MR: https://gitlab.com/xx_network/comms/-/merge_requests/26/diffs

ChangeLog:

  • /token
    • Token handling was moved to its own package
    • The manager has been rewritten and is now a map with a sync.rwMutex instead of a sync.Map because the map with a mutex is faster for the specific use case
    • A new live token object was added which is how tokens are stored on hosts. This ensures thread safety within the structure through the use of a mutex
    • Tokens are now defined as a 32 byte long byte array so they can be keyed on in the manager
    • Package fully tested
  • auth.go
    • Updated for changes to hosts and tokens
  • transmit.go
    • The sending and connection code has been completely rewritten to be goto free and significantly simpler.
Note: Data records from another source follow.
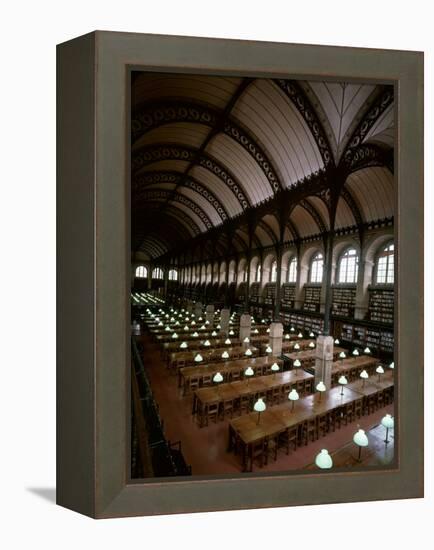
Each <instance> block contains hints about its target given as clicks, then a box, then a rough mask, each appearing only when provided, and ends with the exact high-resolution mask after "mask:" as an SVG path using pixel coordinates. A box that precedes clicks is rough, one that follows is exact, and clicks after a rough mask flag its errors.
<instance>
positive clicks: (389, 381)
mask: <svg viewBox="0 0 434 550" xmlns="http://www.w3.org/2000/svg"><path fill="white" fill-rule="evenodd" d="M394 118H395V115H394V88H393V86H391V85H388V84H379V83H370V82H359V81H354V80H350V79H349V81H347V82H344V81H336V80H324V79H318V80H314V79H312V80H302V79H297V78H294V79H292V80H286V79H280V78H255V77H246V76H232V75H206V74H200V75H198V74H181V73H157V72H150V71H133V72H132V73H131V120H130V144H131V163H130V167H131V172H130V174H131V295H130V300H131V305H130V311H131V445H130V457H131V464H130V468H131V477H132V478H167V477H170V476H207V475H220V474H221V475H226V476H240V475H246V474H251V475H255V474H260V475H262V474H266V473H277V472H286V473H292V472H294V473H295V472H300V471H301V472H303V471H306V472H307V471H311V472H317V473H321V472H327V471H330V470H333V469H335V470H340V469H343V470H346V469H357V468H359V469H364V468H366V469H368V468H370V469H382V468H390V467H391V464H393V462H394V441H395V437H394V436H395V432H394V418H395V406H396V403H394V373H395V370H394V279H395V276H394V266H395V263H396V262H394V258H395V252H396V250H395V242H394V211H395V196H396V194H395V185H394V142H395V128H394Z"/></svg>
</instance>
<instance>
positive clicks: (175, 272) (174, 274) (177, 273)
mask: <svg viewBox="0 0 434 550" xmlns="http://www.w3.org/2000/svg"><path fill="white" fill-rule="evenodd" d="M177 280H178V271H177V270H176V269H171V270H170V271H169V281H177Z"/></svg>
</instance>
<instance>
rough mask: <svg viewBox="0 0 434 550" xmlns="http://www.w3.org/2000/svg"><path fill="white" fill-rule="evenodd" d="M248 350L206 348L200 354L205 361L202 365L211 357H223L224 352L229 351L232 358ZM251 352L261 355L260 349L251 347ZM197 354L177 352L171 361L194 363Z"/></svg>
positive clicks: (242, 346) (174, 355) (244, 347)
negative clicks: (235, 354)
mask: <svg viewBox="0 0 434 550" xmlns="http://www.w3.org/2000/svg"><path fill="white" fill-rule="evenodd" d="M246 349H247V348H246V347H244V346H228V347H224V348H211V349H208V348H206V349H204V350H201V352H200V354H201V355H202V357H203V361H201V363H204V364H206V362H207V359H209V358H210V357H215V356H218V355H221V354H222V353H223V352H224V351H227V352H228V353H229V357H230V356H231V354H238V353H244V352H245V350H246ZM250 350H251V352H252V354H253V355H257V354H258V353H259V350H258V348H255V347H253V346H250ZM197 353H198V352H197V351H177V352H174V353H171V354H170V361H171V362H172V363H173V362H175V361H193V360H194V358H195V356H196V355H197ZM221 360H222V361H224V359H223V358H221Z"/></svg>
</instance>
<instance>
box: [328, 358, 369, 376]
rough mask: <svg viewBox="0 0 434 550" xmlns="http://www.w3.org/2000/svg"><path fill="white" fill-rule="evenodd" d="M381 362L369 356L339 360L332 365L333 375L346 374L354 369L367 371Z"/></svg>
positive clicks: (349, 358) (339, 359)
mask: <svg viewBox="0 0 434 550" xmlns="http://www.w3.org/2000/svg"><path fill="white" fill-rule="evenodd" d="M379 362H380V360H379V359H377V358H376V357H371V356H369V355H360V356H359V357H349V358H348V359H339V360H338V361H334V362H333V364H332V373H333V374H335V373H339V374H345V373H346V372H348V371H349V370H351V369H353V368H358V369H367V368H370V367H374V366H376V365H377V364H378V363H379Z"/></svg>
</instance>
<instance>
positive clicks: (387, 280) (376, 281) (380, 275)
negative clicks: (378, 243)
mask: <svg viewBox="0 0 434 550" xmlns="http://www.w3.org/2000/svg"><path fill="white" fill-rule="evenodd" d="M394 263H395V246H394V244H393V243H389V244H388V245H386V246H385V247H384V248H383V249H382V250H381V251H380V253H379V254H378V257H377V263H376V268H375V281H376V283H377V284H393V283H394V280H395V274H394Z"/></svg>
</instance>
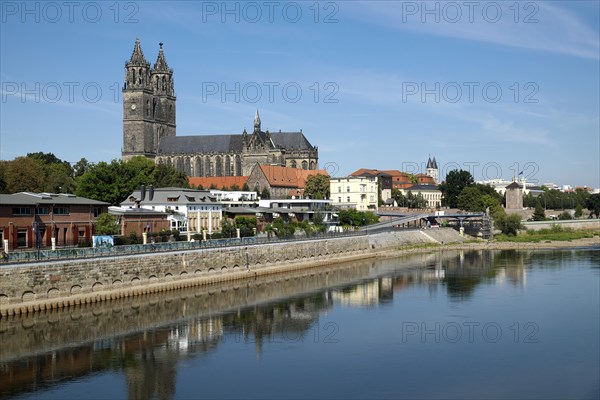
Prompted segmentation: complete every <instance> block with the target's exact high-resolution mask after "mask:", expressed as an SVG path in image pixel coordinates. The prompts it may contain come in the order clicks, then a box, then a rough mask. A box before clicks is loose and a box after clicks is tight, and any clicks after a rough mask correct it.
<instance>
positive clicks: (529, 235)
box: [494, 225, 600, 243]
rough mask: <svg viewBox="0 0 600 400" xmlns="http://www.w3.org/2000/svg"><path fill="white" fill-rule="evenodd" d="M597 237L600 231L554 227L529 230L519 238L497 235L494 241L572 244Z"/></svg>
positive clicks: (504, 235) (521, 232)
mask: <svg viewBox="0 0 600 400" xmlns="http://www.w3.org/2000/svg"><path fill="white" fill-rule="evenodd" d="M596 236H597V237H598V238H599V239H600V231H598V230H590V229H579V230H574V229H570V228H563V227H561V226H558V225H553V226H552V228H550V229H540V230H538V231H534V230H528V231H525V232H521V233H520V234H519V235H517V236H511V235H497V236H495V237H494V239H495V240H497V241H498V242H515V243H540V242H551V241H558V242H564V241H567V242H570V241H573V240H578V239H591V238H593V237H596Z"/></svg>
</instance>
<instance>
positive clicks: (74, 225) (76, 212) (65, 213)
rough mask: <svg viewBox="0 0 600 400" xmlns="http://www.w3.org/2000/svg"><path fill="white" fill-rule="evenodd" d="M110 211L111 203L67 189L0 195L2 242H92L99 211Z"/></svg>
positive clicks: (42, 244)
mask: <svg viewBox="0 0 600 400" xmlns="http://www.w3.org/2000/svg"><path fill="white" fill-rule="evenodd" d="M105 212H108V203H105V202H102V201H97V200H91V199H86V198H84V197H78V196H75V195H73V194H67V193H60V194H56V193H29V192H21V193H15V194H2V195H0V243H2V246H4V241H5V240H8V248H9V249H10V250H12V249H27V248H36V247H37V246H38V243H39V245H40V247H48V246H51V245H52V238H54V239H55V242H56V245H57V246H74V245H77V244H78V243H80V242H91V240H92V235H93V234H94V233H95V221H96V218H97V217H98V215H100V214H101V213H105Z"/></svg>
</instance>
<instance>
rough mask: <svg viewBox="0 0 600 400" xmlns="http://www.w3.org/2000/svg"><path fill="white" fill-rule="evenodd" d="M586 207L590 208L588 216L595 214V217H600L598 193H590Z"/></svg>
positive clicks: (586, 204) (587, 208)
mask: <svg viewBox="0 0 600 400" xmlns="http://www.w3.org/2000/svg"><path fill="white" fill-rule="evenodd" d="M586 207H587V209H588V210H590V217H592V216H594V215H595V216H596V218H600V193H595V194H593V195H591V196H590V197H589V198H588V200H587V202H586Z"/></svg>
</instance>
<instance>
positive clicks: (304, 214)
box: [258, 199, 333, 224]
mask: <svg viewBox="0 0 600 400" xmlns="http://www.w3.org/2000/svg"><path fill="white" fill-rule="evenodd" d="M331 203H332V202H331V200H318V199H267V200H259V202H258V205H259V209H260V210H261V211H262V212H263V213H265V212H271V213H273V214H287V215H288V217H289V218H295V219H296V220H297V221H307V222H313V219H314V216H315V214H317V213H320V214H321V216H322V217H323V223H325V224H327V223H330V222H331V221H332V219H333V211H332V207H331Z"/></svg>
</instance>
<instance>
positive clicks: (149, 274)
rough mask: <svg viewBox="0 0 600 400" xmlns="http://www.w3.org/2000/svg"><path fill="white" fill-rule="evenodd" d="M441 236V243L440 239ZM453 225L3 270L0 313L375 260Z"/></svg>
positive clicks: (86, 259) (420, 240) (26, 265)
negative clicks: (324, 266)
mask: <svg viewBox="0 0 600 400" xmlns="http://www.w3.org/2000/svg"><path fill="white" fill-rule="evenodd" d="M440 235H441V236H442V237H443V239H442V240H440V239H439V238H437V236H440ZM451 238H455V239H456V240H455V241H459V240H460V239H458V238H459V236H458V233H456V232H455V231H453V230H451V229H447V230H436V232H434V230H430V231H428V232H427V233H424V232H423V231H399V232H390V233H380V234H376V235H368V236H367V235H365V236H353V237H344V238H332V239H325V240H305V241H298V242H283V243H281V242H280V243H273V244H261V245H249V246H235V247H228V248H221V249H201V250H188V251H174V252H169V253H157V254H151V255H149V254H144V255H132V256H120V257H105V258H96V259H82V260H71V261H56V262H48V263H44V264H28V265H21V266H4V267H0V317H2V316H8V315H15V314H25V313H30V312H36V311H44V310H51V309H56V308H63V307H69V306H74V305H81V304H89V303H96V302H99V301H105V300H114V299H118V298H123V297H132V296H138V295H143V294H150V293H158V292H164V291H167V290H173V289H180V288H188V287H193V286H199V285H206V284H212V283H216V282H227V281H235V280H239V279H248V278H255V277H257V276H260V275H265V274H273V273H280V272H287V271H294V270H297V269H303V268H308V267H317V266H323V265H330V264H335V263H339V262H344V261H349V260H354V259H360V258H367V257H373V256H374V255H375V253H376V252H377V251H381V250H385V249H389V248H393V247H398V246H401V245H407V244H413V243H415V244H419V243H436V242H437V243H440V242H441V241H445V242H446V243H449V242H450V241H451Z"/></svg>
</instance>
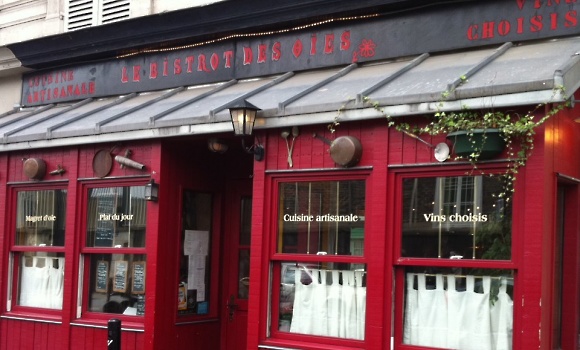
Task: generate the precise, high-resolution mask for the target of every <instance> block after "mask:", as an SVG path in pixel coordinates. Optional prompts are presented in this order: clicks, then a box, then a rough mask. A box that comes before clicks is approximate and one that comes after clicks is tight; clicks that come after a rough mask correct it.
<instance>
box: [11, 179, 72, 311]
mask: <svg viewBox="0 0 580 350" xmlns="http://www.w3.org/2000/svg"><path fill="white" fill-rule="evenodd" d="M67 185H68V182H66V183H64V182H53V183H43V184H39V185H30V184H23V185H10V184H8V186H9V188H8V193H9V200H8V203H9V210H8V215H9V216H8V217H9V220H8V222H9V225H10V226H9V227H10V230H9V232H10V233H9V236H10V239H9V242H10V260H9V261H10V263H9V268H10V271H11V274H12V275H11V276H9V281H8V284H9V286H10V290H9V297H10V310H8V312H9V314H16V315H18V316H26V317H33V318H37V319H43V320H49V321H55V322H58V321H60V320H61V319H62V313H63V309H64V308H63V309H49V308H40V307H31V306H21V305H19V304H18V299H19V296H18V291H19V290H20V258H21V256H22V254H24V253H27V252H39V253H43V252H46V253H56V254H62V255H63V256H64V255H65V251H66V247H67V246H66V241H67V240H68V239H67V236H68V235H70V234H71V233H70V232H67V231H66V226H67V222H68V219H67V218H65V219H64V220H65V221H64V222H65V242H64V243H63V245H62V246H57V247H54V246H53V247H50V246H44V247H40V246H38V247H37V246H25V245H16V221H17V217H16V215H17V213H18V193H19V192H26V191H46V190H48V191H49V190H65V191H67V203H66V206H67V209H68V203H69V201H70V200H71V199H70V198H69V197H68V187H67ZM67 211H68V210H67ZM67 215H68V216H69V217H70V213H68V212H67ZM65 264H66V265H67V266H69V267H70V266H72V260H70V259H69V261H68V262H67V261H66V260H65ZM63 283H64V281H63ZM65 284H66V283H65ZM65 296H66V293H63V305H65V303H66V300H65V299H64V298H65ZM16 315H15V316H16Z"/></svg>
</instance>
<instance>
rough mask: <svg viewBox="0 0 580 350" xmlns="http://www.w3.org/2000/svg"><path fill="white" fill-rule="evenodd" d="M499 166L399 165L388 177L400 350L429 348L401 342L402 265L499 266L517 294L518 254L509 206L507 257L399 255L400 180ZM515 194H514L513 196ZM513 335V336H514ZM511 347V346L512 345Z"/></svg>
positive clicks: (454, 267)
mask: <svg viewBox="0 0 580 350" xmlns="http://www.w3.org/2000/svg"><path fill="white" fill-rule="evenodd" d="M503 170H504V169H503V168H498V166H497V164H494V165H491V164H488V165H485V164H482V165H481V166H480V170H479V171H480V173H476V174H474V173H473V172H472V171H470V169H468V168H465V167H461V166H450V167H449V168H448V169H446V170H445V171H441V170H433V169H430V168H419V167H418V168H413V169H412V170H410V169H408V168H401V169H396V170H394V171H393V172H392V173H391V174H390V175H389V177H390V178H391V179H393V181H391V183H392V184H393V185H392V186H391V188H390V190H391V191H392V192H393V193H394V194H395V195H394V197H393V198H394V200H395V202H394V203H392V204H391V205H390V207H391V211H390V212H389V213H388V215H389V216H391V217H392V218H393V227H394V241H393V266H394V270H395V287H394V291H395V300H394V302H395V303H394V307H395V309H394V319H393V322H395V324H394V333H393V335H394V340H395V341H394V346H395V348H396V349H401V350H407V349H408V350H412V349H430V347H423V346H417V345H408V344H403V325H404V313H405V307H404V305H405V288H406V282H405V269H406V268H409V267H414V266H416V267H421V266H428V267H435V268H481V269H501V270H511V271H513V276H514V297H517V295H518V294H517V293H519V292H518V290H517V288H518V287H517V273H518V266H519V264H518V261H519V254H518V252H517V250H516V249H514V247H515V246H516V244H515V242H517V240H518V239H519V238H518V237H519V235H518V233H517V230H516V229H515V228H516V227H517V225H516V224H515V221H516V216H517V215H516V213H517V210H516V208H515V207H512V242H511V259H510V260H484V259H442V258H417V257H403V256H402V254H401V251H402V246H403V228H402V220H401V218H402V210H403V208H402V207H403V206H402V201H403V193H402V188H403V186H402V184H403V179H405V178H427V177H454V176H470V175H473V176H477V175H483V176H489V174H494V175H497V176H501V175H502V171H503ZM514 197H515V196H514ZM514 202H515V200H514V198H513V197H512V200H511V204H510V205H512V206H514V205H517V203H514ZM516 318H517V307H516V303H514V320H516ZM514 339H515V337H514ZM514 348H515V347H514Z"/></svg>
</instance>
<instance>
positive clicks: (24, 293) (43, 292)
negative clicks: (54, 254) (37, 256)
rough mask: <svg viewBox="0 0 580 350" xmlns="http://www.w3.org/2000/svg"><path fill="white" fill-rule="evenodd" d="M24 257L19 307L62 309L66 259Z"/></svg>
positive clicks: (20, 291)
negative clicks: (29, 260)
mask: <svg viewBox="0 0 580 350" xmlns="http://www.w3.org/2000/svg"><path fill="white" fill-rule="evenodd" d="M27 258H28V257H22V264H21V273H20V294H19V305H21V306H30V307H41V308H46V309H62V297H63V281H64V258H49V257H36V256H35V257H32V265H31V266H26V259H27Z"/></svg>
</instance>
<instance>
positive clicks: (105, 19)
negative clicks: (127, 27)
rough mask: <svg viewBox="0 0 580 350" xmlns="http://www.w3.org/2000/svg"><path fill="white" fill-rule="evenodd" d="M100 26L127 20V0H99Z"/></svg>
mask: <svg viewBox="0 0 580 350" xmlns="http://www.w3.org/2000/svg"><path fill="white" fill-rule="evenodd" d="M100 2H101V5H100V9H99V10H100V11H99V14H100V15H101V21H100V24H106V23H111V22H117V21H121V20H124V19H127V18H129V14H130V12H129V0H101V1H100Z"/></svg>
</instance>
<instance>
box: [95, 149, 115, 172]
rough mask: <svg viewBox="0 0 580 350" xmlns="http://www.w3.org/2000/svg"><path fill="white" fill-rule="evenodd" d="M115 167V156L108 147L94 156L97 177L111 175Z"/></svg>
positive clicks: (95, 170)
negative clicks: (111, 169)
mask: <svg viewBox="0 0 580 350" xmlns="http://www.w3.org/2000/svg"><path fill="white" fill-rule="evenodd" d="M112 168H113V156H112V155H111V152H110V151H109V150H107V149H102V150H99V151H97V153H95V156H94V157H93V172H94V173H95V176H96V177H105V176H107V175H109V173H110V172H111V169H112Z"/></svg>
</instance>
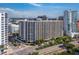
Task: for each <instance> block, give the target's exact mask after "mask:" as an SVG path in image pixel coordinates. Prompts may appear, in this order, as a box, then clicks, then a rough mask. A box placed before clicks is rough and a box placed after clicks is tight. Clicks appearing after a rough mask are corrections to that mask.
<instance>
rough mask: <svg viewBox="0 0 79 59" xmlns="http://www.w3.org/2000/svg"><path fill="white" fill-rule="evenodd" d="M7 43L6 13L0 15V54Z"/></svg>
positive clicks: (6, 25)
mask: <svg viewBox="0 0 79 59" xmlns="http://www.w3.org/2000/svg"><path fill="white" fill-rule="evenodd" d="M7 43H8V19H7V13H4V12H3V13H0V54H1V53H2V52H3V50H4V48H5V46H6V45H7Z"/></svg>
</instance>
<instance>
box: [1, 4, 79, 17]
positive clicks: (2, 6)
mask: <svg viewBox="0 0 79 59" xmlns="http://www.w3.org/2000/svg"><path fill="white" fill-rule="evenodd" d="M69 9H72V10H77V11H79V4H78V3H0V12H7V13H8V16H9V17H37V16H41V15H46V16H47V17H50V18H55V17H58V16H63V14H64V10H69Z"/></svg>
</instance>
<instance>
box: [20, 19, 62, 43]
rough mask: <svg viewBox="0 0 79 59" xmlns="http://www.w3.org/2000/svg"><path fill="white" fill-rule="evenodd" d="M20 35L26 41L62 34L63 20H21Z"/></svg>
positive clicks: (57, 35)
mask: <svg viewBox="0 0 79 59" xmlns="http://www.w3.org/2000/svg"><path fill="white" fill-rule="evenodd" d="M19 29H20V30H19V34H20V37H21V38H22V39H23V40H25V41H26V42H35V41H36V40H38V39H50V38H52V37H59V36H63V20H23V21H20V22H19Z"/></svg>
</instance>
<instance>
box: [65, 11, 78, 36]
mask: <svg viewBox="0 0 79 59" xmlns="http://www.w3.org/2000/svg"><path fill="white" fill-rule="evenodd" d="M77 16H78V12H77V11H73V10H66V11H64V31H65V33H66V35H70V36H71V37H73V36H74V35H73V33H78V29H77V20H78V18H77Z"/></svg>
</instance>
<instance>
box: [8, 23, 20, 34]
mask: <svg viewBox="0 0 79 59" xmlns="http://www.w3.org/2000/svg"><path fill="white" fill-rule="evenodd" d="M8 33H19V25H18V24H12V23H9V24H8Z"/></svg>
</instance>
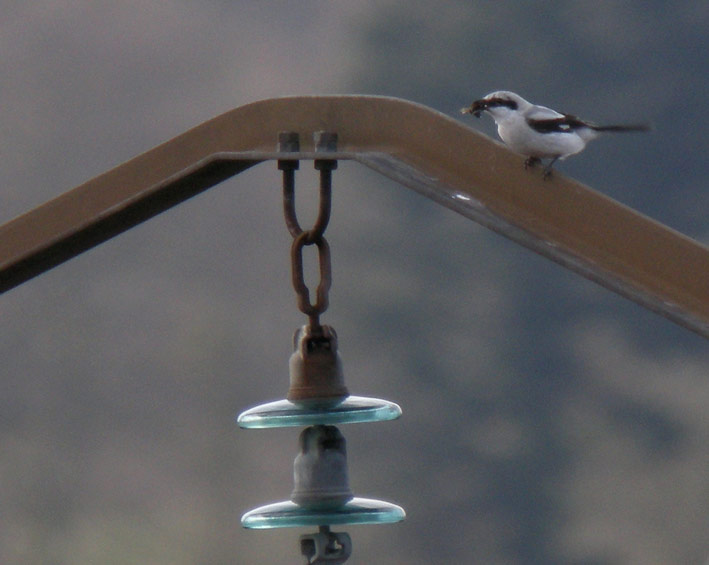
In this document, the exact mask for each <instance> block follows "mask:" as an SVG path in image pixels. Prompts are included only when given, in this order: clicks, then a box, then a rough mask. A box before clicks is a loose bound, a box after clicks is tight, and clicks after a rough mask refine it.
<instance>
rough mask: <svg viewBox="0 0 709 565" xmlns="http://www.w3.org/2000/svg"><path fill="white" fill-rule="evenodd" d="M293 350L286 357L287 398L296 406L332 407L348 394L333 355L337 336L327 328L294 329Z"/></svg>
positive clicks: (339, 401)
mask: <svg viewBox="0 0 709 565" xmlns="http://www.w3.org/2000/svg"><path fill="white" fill-rule="evenodd" d="M293 345H294V349H295V351H294V352H293V355H291V358H290V363H289V366H290V388H289V390H288V395H287V398H288V400H290V401H291V402H294V403H296V404H304V405H308V406H321V405H322V406H323V407H327V406H332V405H335V404H337V403H339V402H342V401H343V400H344V399H345V398H347V396H348V395H349V392H348V391H347V387H346V386H345V381H344V377H343V374H342V362H341V360H340V355H339V354H338V353H337V334H336V333H335V330H334V329H333V328H331V327H330V326H319V327H318V328H317V331H315V330H313V328H311V327H310V326H303V327H301V328H299V329H298V330H296V332H295V336H294V337H293Z"/></svg>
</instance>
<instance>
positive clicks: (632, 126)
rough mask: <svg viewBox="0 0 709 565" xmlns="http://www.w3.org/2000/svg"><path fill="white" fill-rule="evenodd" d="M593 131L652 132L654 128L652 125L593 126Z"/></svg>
mask: <svg viewBox="0 0 709 565" xmlns="http://www.w3.org/2000/svg"><path fill="white" fill-rule="evenodd" d="M591 129H592V130H593V131H614V132H624V131H650V130H651V129H652V126H651V125H650V124H625V125H614V126H597V125H592V126H591Z"/></svg>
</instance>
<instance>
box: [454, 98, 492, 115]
mask: <svg viewBox="0 0 709 565" xmlns="http://www.w3.org/2000/svg"><path fill="white" fill-rule="evenodd" d="M484 110H487V100H476V101H475V102H473V103H472V104H471V105H470V106H469V107H466V108H463V109H461V111H460V112H461V113H462V114H472V115H473V116H475V117H476V118H479V117H480V114H482V113H483V111H484Z"/></svg>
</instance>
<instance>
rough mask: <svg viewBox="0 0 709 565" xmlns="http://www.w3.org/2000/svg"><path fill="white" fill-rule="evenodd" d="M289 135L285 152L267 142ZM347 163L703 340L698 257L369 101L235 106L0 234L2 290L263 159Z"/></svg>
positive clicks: (571, 192)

It is now generic between normal transmission and streaming communications.
    • A new send lock ensures the connection process is only occurring in one thread at a time.
    • The process fingerprints the connection when it starts to ensure that if communications fail and another send is handling sending, it will not interrupt
  • host.go
    • Hosts have been updated for the new tokens and their constructors have been updated with a more flexible paramatzation interface
  • manager.go
    • The host manager has been rewritten to use a map and a sync.rwMutex instead of a sync.Map because the map with a mutex is faster for the specific use case
    • Adding hosts does not overwrite a host if it already exists
    • Added the ability to explicitly remove hosts

Further work: it would be nice to restructure much of the comms functionality to be an operator of host and host and its manager should move to their own sub package. The circuit object should move to the network package of Elixxir.

elixxir/comms

MR: https://gitlab.com/elixxir/comms/-/merge_requests/289

ChangeLog:

  • Internal Dependencies Updated
  • A large number of suppressed error returns on endpoints were unsuppressed so the sender sees the errors and can handle them
  • Fixed streaming comms which packed authentication tokens before renegotiating authentication, now it does so after.

elixxir/server

MR: https://gitlab.com/elixxir/server/-/merge_requests/588/diffs

Version: 1.5.0

ChangeLog:

  • Fixed a crash when the node is coming back online as the permissioning server crashes
  • Internal Dependencies Updated
  • Updated for changes to hosts
  • Ensured passwords and registration codes are not printed to the logs

elixxir/gateway

MR: https://gitlab.com/elixxir/gateway/-/merge_requests/167

Version: 1.5.0

ChangeLog:

  • Internal Dependencies Updated
  • Updated for changes to hosts

Deployment:

This update will go out automatically to all nodes accepting automatic updates on 9/18/2020. This update does not break compatibility, but will decrease failure rate. As a result of being fully backwards compatible, we are releasing the update immediately. Nodes who do not install the update may find themselves disabled due to higher failure rates

Next Steps:

The Elixxir team is hard at work on getting the client functional with the network. We hope to have more news soon!. We are also working on integrations of cMix with xx consensus with the Praxxis team.

10 Likes

Awesome contributions, Alex Dupre! :100:

1 Like

Excellent improvement! I’m seeing almost 100% success rate now! :ok_hand:

1 Like

Класс!

Nice job! :partying_face:

супер класс!

Good stuff, success rate increasing significantly!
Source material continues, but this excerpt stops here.